In a defeat for the far-right faction of the state Republican Party, the organization's central committee endorsed a winner-takes-all approach to allocating delegates to Republican presidential candidates.
The decision is significant since Utah has never had a presidential primary before, and Republicans have not had to commit to a candidate until convention time itself. However, the first Utah presidential primary is coming up in March 2000.Various proposals for proportioning the state's 29 delegates in different districts and in different percentages were offered at the committee's meeting on Saturday, but each was voted down during the three-hour session.
The hotly debated issue of whether to "proportion" delegates has been forced to a vote four times in the past several months in committee meetings and at the state convention.
Saturday's session effectively ends the matter since the party must, by the end of this month, inform the lieutenant governor's office and the Republican National Committee about how Utah Republicans plan to conduct their elections.
"This is a whole new ball game. We had no script and no previous experience," said party chairman Rob Bishop.
More moderate Republicans rejoiced at the idea that Utah's delegates would not be divided at the national convention and would carry more clout as a united group. But ultra conservatives warned that the move could open the door to policy stands and vice presidential running mates whose views are contrary to those of most Utahns on key issues such as abortion.
Bishop said the meeting was difficult for him because he has spent the past few weeks trying to broker a compromise that all party members could feel comfortable with, but that didn't work. He will spend some time mending fences with those who are unhappy with the outcome and urged all Republicans to focus on the big picture.
"Our goal is to make sure we are firmly on an 18-month election (schedule) for president and Congress and to maintain control in the state of Utah for the sake of the citizens," Bishop said.
Quoting the new president of Germany, Johannes Rau, Bishop said Utah Republicans would do well to consider Rau's slogans which are: "Reconcile rather than divide" and "Unite and create policy."
"I'm glad of the vote," said U.S. Rep.
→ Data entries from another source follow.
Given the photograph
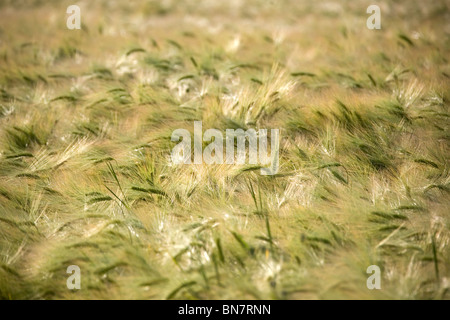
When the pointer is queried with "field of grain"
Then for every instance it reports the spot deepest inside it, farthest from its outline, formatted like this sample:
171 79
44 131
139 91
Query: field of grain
86 177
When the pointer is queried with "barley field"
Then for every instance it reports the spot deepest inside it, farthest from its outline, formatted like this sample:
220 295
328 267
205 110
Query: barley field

Merrill Cook, R-Utah. "Given Utah's small size, we've empowered our presidential delegates with the decision today. The 29 delegates Utah will send will have a bit more power because of this and that will benefit (U.S. Sen.) Orrin Hatch (R-Utah) or (Texas Gov.) George W. Bush."
Another Republican from Washington County agreed. "We have worked very hard to get a voice for ourselves in national politics and proportioning votes will dilute it," said Steve Urkehart. "If we divide our votes, we don't have a voice in national politics."
Other speakers said that if Utah had a bloc of 29 delegates and an early primary, candidates would be forced to come here and pay attention to Utah issues as well as remember Utah once in office.
However, Gayle Ruzicka, president of the Eagle Forum, disliked the winner-take-all approach because delegates to national conventions go there bound by the vote of the people they represent.
"If it's winner-take-all, how representative is that?" she asked.
She also said that conventions are chock full of wheeling and dealing and that there is more at stake that just the selection of a presidential candidate. People must remember that platform positions are carved out and vice presidential candidates also are chosen -- often at the last minute, at the convention. It's possible that these could include views that would be at odds with those held by most Utahns, she said.
"We may not want to cast all 29 of our votes for a pro-abortion candidate," Ruzicka said.
In other business, the committee voted to allow all registered Republicans and unaffiliated voters requesting a Republican ballot to vote in the Republican presidential primary.
Opponents said Democrats could "sabotage" Republican elections by being able to participate. One compromise proposal suggested that anyone could vote in the Republican election, but only the votes of registered Republicans would be counted.
However, State Rep. John Swallow, R-Sandy, disagreed with that idea. "We're the party of inclusiveness. We don't want to exclude voters who might vote Republican," Swallow said. "We want to be known as the party with welcome arms for anyone who wants to vote for our candidate."